Beginning a new exercise regime will likely bring on a set of brand new aches and pains in areas you didn’t even know existed. So how can you avoid injury going into a new exercise routine?

This is great, you are now working new muscle groups and engaging your control centre in a range of new coordination-testing activities. Love it!

What’s not so great is the early injuries that often put people off from continuing with their routines before they have really even begun.

Let’s briefly breakdown three reasons why injuries commonly occur when undertaking unfamiliar exercises:

1. Get acquainted with your baseline fitness

Your baseline fitness is how fit you are at this very moment of a new routine, or ideally, it is a measurement taken before commencing a new regime. Have a realistic idea of your ability in the cardiovascular, strength, endurance and mobility/flexibility departments.

For those who have been missing-in-action on the exercise front for a while, obtaining a thorough physical from your GP prior to starting is recommended.

A male doctor holding a computer showing data. A health check may be important to avoid injury going into a new exercise routine.

2. Familiarise yourself with training principles FITT

The training principles Frequency, Intensity, Time and Type are important when planning out your new training routine.

A sharp increase in any of these areas can lead to injuries: most commonly tendinitis, plantar fasciitis and patellofemoral pain (knee pain). Give the body time to adapt.

To start, try 30min of low intensity activities and then gradually build up the load by increasing one or several factors, such as: performing the activity for longer, more often and at a higher work rate, or, by adding some more weight to the exercise.

You can apply this to any type of training, whether it’s a new team sport, weights at the gym, running, hiking or swimming. If you are not feeling confident then it is worth consulting an experienced personal trainer, strength/ conditioning coach, physio or exercise physiologist to construct a plan for you.

If you’d like to learn more about FITT, see here.

3. New skill acquisition

Remember taking your kid to their first day of soccer and giggling at how funny they are the first time they sprint or kick a ball?

Well I hate to break it to you, but a lot of grown adults are just as bad at skills they have never tried before too. Trust me, we are all probably on a gym blooper reel somewhere!

The rise in ACL (knee ligament) reconstructions has gained a lot of media attention recently. I believe, quite passionately, that it is the lack of time dedicated to teaching children and adults basic skills in a controlled environment, before releasing them onto a chaotic sports field or gym that is to blame.

Acquiring a new skill takes time and effort, which is why excellence is not achieved overnight but over many months or years.

Revisit basic movement patterns such as the squat, lunge, deadlift, jumping both on the spot/forward and backward/ side-to-side, hopping and your capacity to stop and start (accelerate and deaccelerate). Practice them well and often.

Work some of this ‘skill prep’ work into your training program. It’s an efficient way to commence your training according to the FITT principles, irrespective of whether you are committing to a specific sport or just general exercise.

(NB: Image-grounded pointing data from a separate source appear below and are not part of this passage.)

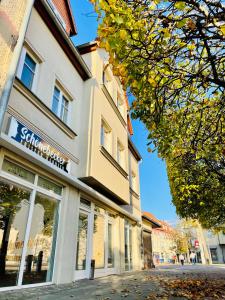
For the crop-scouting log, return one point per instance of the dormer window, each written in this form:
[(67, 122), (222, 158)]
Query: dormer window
[(57, 13), (120, 104)]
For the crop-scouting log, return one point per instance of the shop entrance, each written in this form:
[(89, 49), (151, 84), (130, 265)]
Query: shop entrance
[(28, 226), (147, 243), (95, 241), (82, 259)]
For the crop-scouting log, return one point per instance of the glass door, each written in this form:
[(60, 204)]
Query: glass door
[(128, 246), (82, 261), (14, 210)]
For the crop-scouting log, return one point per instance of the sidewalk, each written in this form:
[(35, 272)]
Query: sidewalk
[(115, 287), (172, 282)]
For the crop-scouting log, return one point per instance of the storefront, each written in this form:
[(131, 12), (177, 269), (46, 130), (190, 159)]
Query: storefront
[(29, 213), (96, 240)]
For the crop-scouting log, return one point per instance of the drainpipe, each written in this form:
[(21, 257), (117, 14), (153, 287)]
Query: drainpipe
[(14, 62)]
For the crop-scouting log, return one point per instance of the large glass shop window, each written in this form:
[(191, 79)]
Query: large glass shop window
[(14, 208), (41, 244), (128, 245), (82, 242), (28, 262), (99, 238), (110, 246)]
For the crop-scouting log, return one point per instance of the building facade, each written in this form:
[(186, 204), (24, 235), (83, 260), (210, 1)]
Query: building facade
[(216, 246), (148, 224), (69, 177)]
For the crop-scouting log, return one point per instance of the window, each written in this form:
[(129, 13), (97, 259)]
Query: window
[(27, 69), (60, 105), (110, 246), (107, 81), (120, 154), (27, 248), (120, 104), (106, 136), (128, 245), (133, 181)]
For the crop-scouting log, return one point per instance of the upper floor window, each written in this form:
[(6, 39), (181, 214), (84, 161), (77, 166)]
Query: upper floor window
[(106, 136), (60, 105), (120, 104), (27, 69), (107, 81), (133, 181), (120, 154)]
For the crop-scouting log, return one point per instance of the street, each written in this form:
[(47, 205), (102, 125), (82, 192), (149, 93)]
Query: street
[(163, 282)]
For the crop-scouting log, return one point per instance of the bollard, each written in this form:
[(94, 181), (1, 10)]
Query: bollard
[(92, 270), (39, 262), (29, 263)]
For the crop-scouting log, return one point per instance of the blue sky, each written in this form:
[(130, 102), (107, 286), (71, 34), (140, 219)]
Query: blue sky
[(155, 192)]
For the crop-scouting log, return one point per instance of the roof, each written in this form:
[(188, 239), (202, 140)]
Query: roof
[(62, 38), (87, 47), (152, 219), (65, 10), (134, 150)]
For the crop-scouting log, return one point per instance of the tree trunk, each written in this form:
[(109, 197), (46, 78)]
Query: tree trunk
[(4, 244)]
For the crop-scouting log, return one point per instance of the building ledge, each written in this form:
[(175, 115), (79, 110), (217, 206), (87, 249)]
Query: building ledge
[(19, 86), (115, 108), (113, 162), (133, 193)]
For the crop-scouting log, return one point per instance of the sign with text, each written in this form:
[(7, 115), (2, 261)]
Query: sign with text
[(25, 136)]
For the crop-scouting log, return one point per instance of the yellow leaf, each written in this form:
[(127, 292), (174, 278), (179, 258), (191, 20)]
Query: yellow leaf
[(123, 34), (222, 29)]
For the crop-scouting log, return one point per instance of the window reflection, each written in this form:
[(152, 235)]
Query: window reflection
[(82, 242), (14, 207), (99, 241), (41, 244), (110, 246), (128, 245)]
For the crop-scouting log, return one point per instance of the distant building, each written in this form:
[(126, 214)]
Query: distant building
[(216, 245), (163, 244), (149, 222), (69, 171)]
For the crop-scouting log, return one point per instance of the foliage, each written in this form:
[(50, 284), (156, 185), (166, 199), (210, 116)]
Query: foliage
[(171, 55)]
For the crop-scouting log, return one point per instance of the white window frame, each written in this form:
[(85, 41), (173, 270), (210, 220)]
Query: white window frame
[(21, 65), (61, 95), (106, 141), (120, 104), (34, 188), (120, 154), (133, 181)]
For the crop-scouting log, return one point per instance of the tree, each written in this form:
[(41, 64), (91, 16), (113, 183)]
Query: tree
[(171, 56), (180, 241)]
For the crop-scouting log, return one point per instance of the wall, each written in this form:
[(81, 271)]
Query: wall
[(54, 65), (11, 16)]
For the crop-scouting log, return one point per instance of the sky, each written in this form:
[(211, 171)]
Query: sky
[(155, 192)]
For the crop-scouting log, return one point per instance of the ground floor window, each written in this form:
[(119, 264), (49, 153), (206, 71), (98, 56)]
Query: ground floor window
[(82, 240), (95, 240), (28, 227), (214, 255), (128, 245)]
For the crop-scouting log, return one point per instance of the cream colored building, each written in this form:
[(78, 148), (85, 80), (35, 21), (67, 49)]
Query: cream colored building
[(69, 176), (11, 18)]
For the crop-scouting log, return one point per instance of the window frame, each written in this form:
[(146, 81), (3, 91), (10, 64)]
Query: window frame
[(106, 129), (120, 104), (21, 64), (62, 96), (120, 155)]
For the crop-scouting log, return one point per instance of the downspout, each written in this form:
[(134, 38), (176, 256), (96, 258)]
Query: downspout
[(14, 62)]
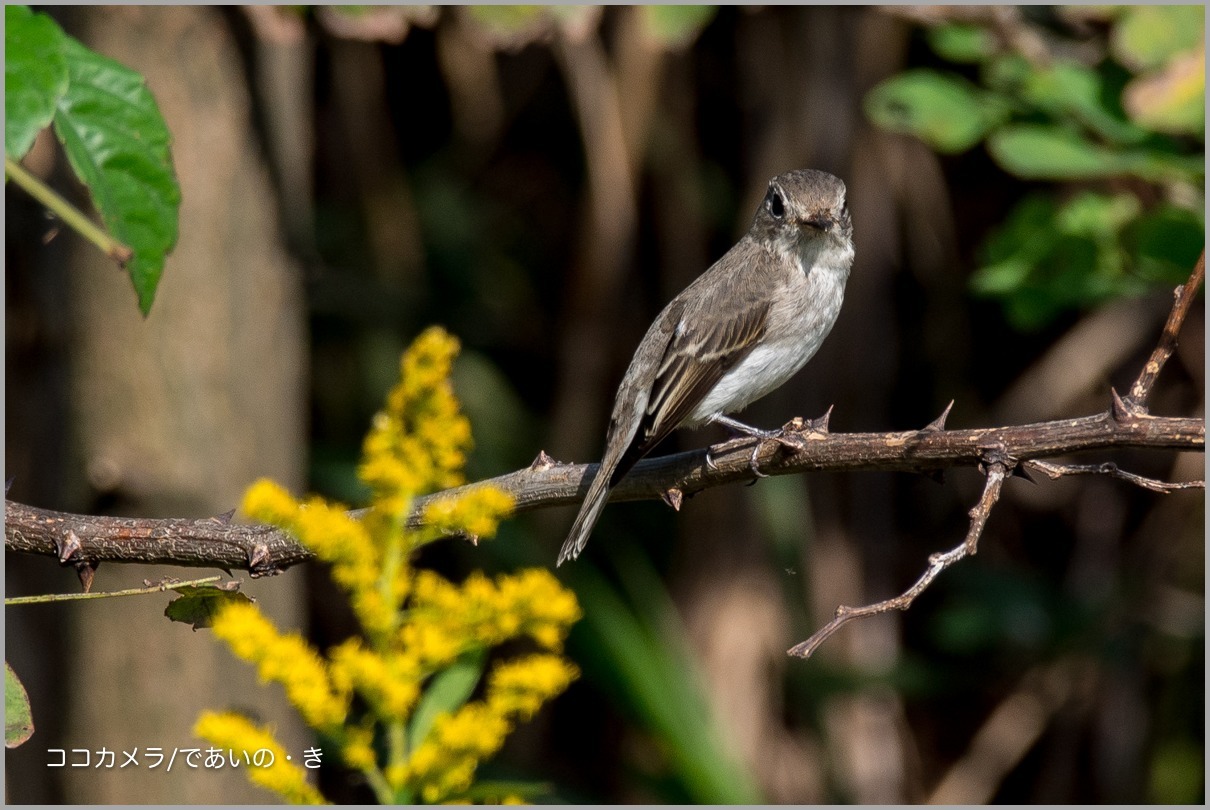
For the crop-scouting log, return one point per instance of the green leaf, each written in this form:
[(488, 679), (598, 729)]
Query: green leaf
[(676, 26), (1069, 88), (1173, 99), (1150, 35), (445, 693), (1047, 153), (945, 111), (18, 721), (962, 42), (119, 145), (661, 679), (1164, 243), (199, 603), (1047, 259), (35, 76)]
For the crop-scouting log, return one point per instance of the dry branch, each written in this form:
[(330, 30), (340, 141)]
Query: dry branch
[(85, 541)]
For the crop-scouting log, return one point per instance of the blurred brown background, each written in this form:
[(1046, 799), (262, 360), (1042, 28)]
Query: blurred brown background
[(541, 185)]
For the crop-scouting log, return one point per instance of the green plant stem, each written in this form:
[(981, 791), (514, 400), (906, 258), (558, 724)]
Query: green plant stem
[(105, 595), (397, 750), (67, 212)]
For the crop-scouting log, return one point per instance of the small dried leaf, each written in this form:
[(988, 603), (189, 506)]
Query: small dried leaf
[(200, 603)]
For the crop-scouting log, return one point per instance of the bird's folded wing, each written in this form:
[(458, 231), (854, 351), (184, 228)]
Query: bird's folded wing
[(695, 361)]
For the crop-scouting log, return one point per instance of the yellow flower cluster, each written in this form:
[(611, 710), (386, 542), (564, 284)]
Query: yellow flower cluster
[(443, 765), (483, 612), (518, 688), (419, 442), (229, 731), (286, 659), (390, 681), (415, 624)]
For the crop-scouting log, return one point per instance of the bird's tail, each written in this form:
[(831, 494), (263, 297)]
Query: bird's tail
[(591, 510)]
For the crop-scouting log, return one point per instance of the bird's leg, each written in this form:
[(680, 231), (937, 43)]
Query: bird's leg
[(747, 430)]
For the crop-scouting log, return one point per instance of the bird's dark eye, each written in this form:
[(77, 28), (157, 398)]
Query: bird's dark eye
[(776, 206)]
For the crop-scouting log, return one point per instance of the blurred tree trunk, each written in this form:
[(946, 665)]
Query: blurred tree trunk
[(176, 414)]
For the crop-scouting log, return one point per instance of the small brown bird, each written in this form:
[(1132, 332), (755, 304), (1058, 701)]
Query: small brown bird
[(739, 331)]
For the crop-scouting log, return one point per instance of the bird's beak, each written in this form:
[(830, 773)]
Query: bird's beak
[(819, 222)]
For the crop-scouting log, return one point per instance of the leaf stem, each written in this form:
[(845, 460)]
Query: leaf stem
[(67, 212), (70, 597)]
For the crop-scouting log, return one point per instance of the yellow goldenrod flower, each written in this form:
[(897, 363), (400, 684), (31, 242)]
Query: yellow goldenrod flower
[(237, 737), (421, 438), (390, 682), (284, 659), (414, 625), (519, 688)]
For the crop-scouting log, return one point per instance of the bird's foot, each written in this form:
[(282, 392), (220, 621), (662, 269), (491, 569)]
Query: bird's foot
[(785, 436)]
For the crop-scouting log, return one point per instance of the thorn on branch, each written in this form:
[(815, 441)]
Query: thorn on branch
[(257, 557), (67, 545), (819, 425), (1124, 412), (938, 424), (542, 461), (86, 570)]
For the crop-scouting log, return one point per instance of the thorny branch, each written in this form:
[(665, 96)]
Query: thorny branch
[(85, 541)]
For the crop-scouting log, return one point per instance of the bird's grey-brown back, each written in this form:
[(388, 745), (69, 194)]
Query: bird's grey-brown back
[(739, 331)]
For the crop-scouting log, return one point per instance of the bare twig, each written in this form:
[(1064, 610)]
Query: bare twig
[(1000, 466), (170, 584), (1183, 294), (78, 539), (1055, 471)]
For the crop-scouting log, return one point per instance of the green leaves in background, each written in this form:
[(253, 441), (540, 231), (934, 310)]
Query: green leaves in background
[(197, 604), (1049, 257), (18, 722), (117, 143), (35, 76), (1062, 120), (110, 128), (676, 26), (447, 693), (644, 648), (1148, 36), (946, 111)]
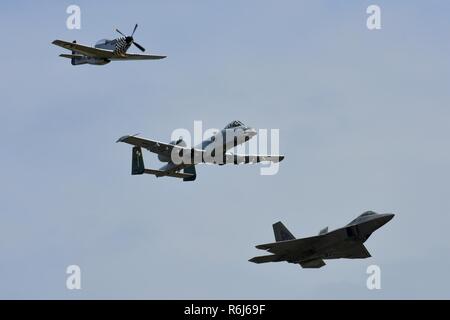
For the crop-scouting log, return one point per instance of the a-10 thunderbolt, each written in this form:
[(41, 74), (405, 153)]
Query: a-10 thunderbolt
[(181, 160), (346, 242), (105, 51)]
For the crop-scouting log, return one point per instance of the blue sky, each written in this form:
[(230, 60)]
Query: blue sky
[(364, 124)]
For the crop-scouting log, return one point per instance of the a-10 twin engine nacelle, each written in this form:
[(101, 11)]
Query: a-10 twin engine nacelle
[(180, 142)]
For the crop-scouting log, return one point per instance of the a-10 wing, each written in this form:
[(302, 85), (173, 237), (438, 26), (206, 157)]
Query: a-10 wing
[(154, 146), (242, 159)]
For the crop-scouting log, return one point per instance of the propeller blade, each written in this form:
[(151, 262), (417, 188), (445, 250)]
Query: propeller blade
[(139, 46), (120, 32), (135, 27)]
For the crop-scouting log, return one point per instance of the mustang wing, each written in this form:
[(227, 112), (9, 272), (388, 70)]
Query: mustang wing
[(86, 50)]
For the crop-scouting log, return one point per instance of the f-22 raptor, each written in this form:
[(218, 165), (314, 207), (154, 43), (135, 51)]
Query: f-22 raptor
[(346, 242)]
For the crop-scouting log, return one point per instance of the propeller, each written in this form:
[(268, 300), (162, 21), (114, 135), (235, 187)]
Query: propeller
[(130, 39)]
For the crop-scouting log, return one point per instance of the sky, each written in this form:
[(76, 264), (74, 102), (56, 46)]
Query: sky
[(364, 125)]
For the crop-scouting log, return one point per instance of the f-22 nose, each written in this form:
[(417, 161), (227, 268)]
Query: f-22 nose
[(386, 217)]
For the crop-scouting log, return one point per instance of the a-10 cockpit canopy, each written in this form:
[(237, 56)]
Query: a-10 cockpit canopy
[(234, 124)]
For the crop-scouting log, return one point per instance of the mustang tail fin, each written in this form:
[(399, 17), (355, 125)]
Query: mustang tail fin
[(137, 161), (281, 232)]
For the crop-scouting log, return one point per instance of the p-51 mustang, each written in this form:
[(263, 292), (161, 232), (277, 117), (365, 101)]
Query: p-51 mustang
[(104, 51), (179, 157)]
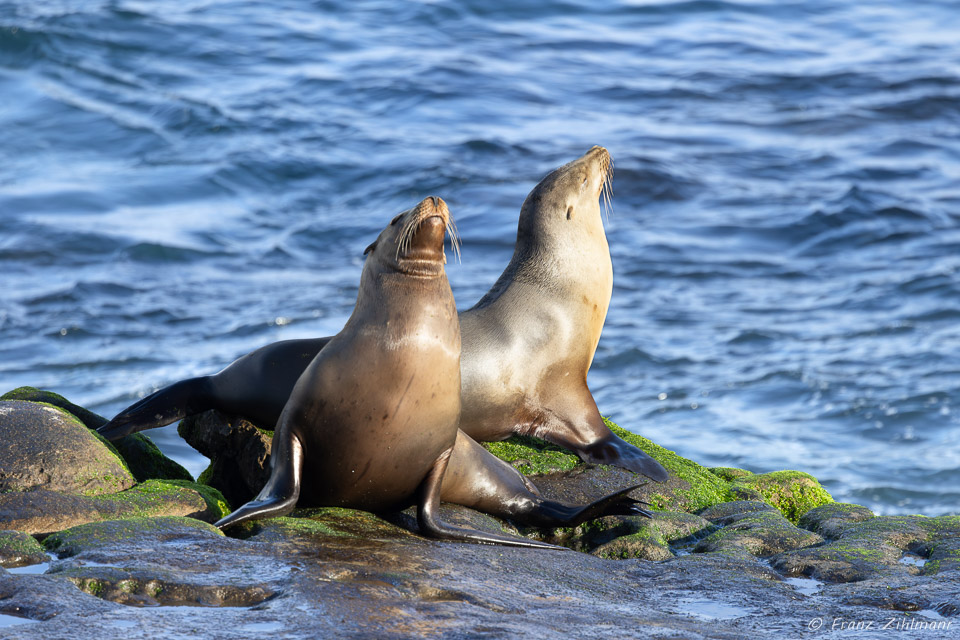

One thing that may help you break your body into a change in activity and so help to avoid injury going into a new exercise routine is to warm up and cool down properly. To assist you in getting those unused muscles working, they might want to invest in the latest piece of must-have equipment – a massage gun. If you’d like to know more about these hugely popular devices, see our guide here.

Woman massaging leg with massage percussion device after workout.

Good luck, and I trust that you will soon perform all your new skills with strength, balance and control.